Но Чарльз не склонен был соглашаться со мной. Он обладал сильной волей, тогда как моя воля была растоптана Шейлой в тот ноябрьский вечер. А кроме того, я очень нуждался в дружеской поддержке. Поэтому я уступил настояниям Чарльза. Мы договорились, что до конца судебной сессии я буду держаться прежней тактики и морочить всем голову, а во время рождественского перерыва отдамся под наблюдение рекомендуемых им врачей.

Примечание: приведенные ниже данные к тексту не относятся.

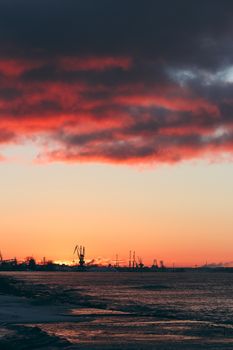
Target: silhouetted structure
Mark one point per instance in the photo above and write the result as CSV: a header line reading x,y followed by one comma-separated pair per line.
x,y
80,251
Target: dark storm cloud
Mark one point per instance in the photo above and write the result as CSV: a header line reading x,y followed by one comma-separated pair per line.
x,y
121,81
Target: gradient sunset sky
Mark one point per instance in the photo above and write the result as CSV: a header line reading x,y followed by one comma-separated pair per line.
x,y
116,129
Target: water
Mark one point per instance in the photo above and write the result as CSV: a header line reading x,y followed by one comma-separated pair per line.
x,y
193,310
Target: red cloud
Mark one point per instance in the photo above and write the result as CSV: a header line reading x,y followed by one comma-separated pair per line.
x,y
108,115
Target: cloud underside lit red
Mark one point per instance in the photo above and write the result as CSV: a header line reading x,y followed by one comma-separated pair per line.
x,y
149,98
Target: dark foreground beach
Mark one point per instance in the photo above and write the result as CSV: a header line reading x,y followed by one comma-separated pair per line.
x,y
161,311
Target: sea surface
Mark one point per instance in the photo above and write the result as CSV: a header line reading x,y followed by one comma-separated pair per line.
x,y
160,310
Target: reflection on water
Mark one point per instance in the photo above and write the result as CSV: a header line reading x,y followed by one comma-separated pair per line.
x,y
146,307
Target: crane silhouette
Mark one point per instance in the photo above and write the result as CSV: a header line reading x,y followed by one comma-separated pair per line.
x,y
80,251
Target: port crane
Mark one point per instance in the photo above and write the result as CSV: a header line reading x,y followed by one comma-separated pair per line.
x,y
80,251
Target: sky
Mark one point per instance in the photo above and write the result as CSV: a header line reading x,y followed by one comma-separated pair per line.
x,y
116,129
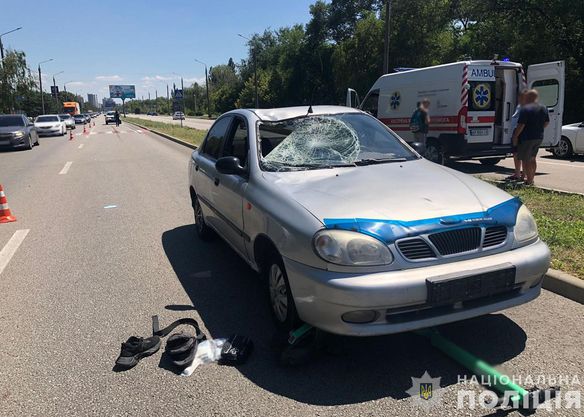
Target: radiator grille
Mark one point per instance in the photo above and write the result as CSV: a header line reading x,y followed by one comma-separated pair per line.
x,y
415,249
456,241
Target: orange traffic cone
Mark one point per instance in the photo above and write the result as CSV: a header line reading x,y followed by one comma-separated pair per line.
x,y
5,214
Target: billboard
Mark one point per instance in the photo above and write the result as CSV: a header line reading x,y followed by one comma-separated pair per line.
x,y
122,91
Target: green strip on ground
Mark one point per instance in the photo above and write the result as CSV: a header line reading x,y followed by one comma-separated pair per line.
x,y
560,221
188,134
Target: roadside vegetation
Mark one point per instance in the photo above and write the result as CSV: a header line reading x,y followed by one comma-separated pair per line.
x,y
188,134
560,221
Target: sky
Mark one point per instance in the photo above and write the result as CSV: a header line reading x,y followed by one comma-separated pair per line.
x,y
148,43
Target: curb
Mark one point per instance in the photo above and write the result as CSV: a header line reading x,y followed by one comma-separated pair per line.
x,y
166,136
565,285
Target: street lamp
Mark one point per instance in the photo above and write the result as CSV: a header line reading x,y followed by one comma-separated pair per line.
x,y
1,45
55,88
41,83
255,67
206,86
182,86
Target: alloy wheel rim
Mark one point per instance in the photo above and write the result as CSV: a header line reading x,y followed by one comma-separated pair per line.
x,y
562,148
278,293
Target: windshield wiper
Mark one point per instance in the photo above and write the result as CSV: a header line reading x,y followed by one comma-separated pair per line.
x,y
373,161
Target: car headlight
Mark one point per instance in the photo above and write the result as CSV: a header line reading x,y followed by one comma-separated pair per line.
x,y
343,247
525,227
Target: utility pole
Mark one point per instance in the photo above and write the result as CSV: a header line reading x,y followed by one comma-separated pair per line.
x,y
41,84
207,87
255,67
386,38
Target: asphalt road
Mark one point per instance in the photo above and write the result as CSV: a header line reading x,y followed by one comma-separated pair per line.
x,y
558,174
202,124
111,242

К этому делу Чарльз подошел со всей серьезностью. По иронии судьбы в декабре 1930 года он уже был студентом-медиком и учился на первом курсе: от карьеры адвоката он отказался и посвятил себя профессии, в которой ему суждено было найти свое призвание. Сам он не сдал еще и первых экзаменов на звание бакалавра медицины, но его отец и дядя руководили больницами. Поэтому он довольно скоро познакомил меня с главным врачом одной крупной больницы. И перед самым рождеством меня положили туда. Персонал больницы получил указание заняться мною основательным образом; мне пришлось пройти все клинические исследования, а не только те, которые показаны при моей болезни.

Я проклинал свою участь. Трудно не бунтовать, когда в горло тебе запихивают зонд, чтобы взять желудочный сок. Кроме того, соседство других больных мешало мне спать. От моей покорности судьбе не осталось и следа. По ночам я не находил покоя, страшась результатов исследований.

В первый день нового года ко мне подошел главный врач.

— Вы, конечно, поправитесь, — сказал он. — Все говорит за это. — Он опустил глаза и стал смотреть в пол. — Постарайтесь забыть последние месяцы. И про самую болезнь забудьте! Я убежден, что у вас ее нет. Забудьте все, что вам о ней говорили, — продолжал он. — По-видимому, у вас был просто шок. Конечно, это тоже не очень-то приятная штука.

— Ничего, с этим я как-нибудь справлюсь! — в порыве буйной радости воскликнул я.

— В моей практике были случаи, когда после шока оставался такой след.

Успокоив меня, главный врач перешел к разбору результатов исследований. О прошлом он судить не берется, но сейчас у меня нет ни малейших признаков ни злокачественной анемии, ни ахлоргидрии, — оснований для подобного диагноза нет никаких. Налицо лишь довольно острое малокровие, которое со временем пройдет. Таков был оптимистический вывод, к которому он пришел. Никто, конечно, ни за что не может поручиться, но он готов держать пари, что не ошибается. Главный врач говорил со мной почти так же, как в свое время Том Девит, с той лишь разницей, что он уступал Девиту в проницательности, хотя и превосходил его знаниями и авторитетом. Многое в истории моей болезни загадочно, признался он. Я должен больше заботиться о себе. Лучше питаться. Воздерживаться от спиртных напитков. Подыскать себе хорошую жену.

Поблагодарив его, я спросил:

— Можно мне теперь же выписываться?

— Вы еще слишком слабы!

— Ну, не настолько слаб, чтобы не суметь уйти отсюда, — заметил я.

В самом деле, слова доктора о том, что я здоров, неожиданно придали мне сил, и, выйдя из больницы, я впервые за последние полгода почувствовал, что тротуар не уходит у меня из-под ног.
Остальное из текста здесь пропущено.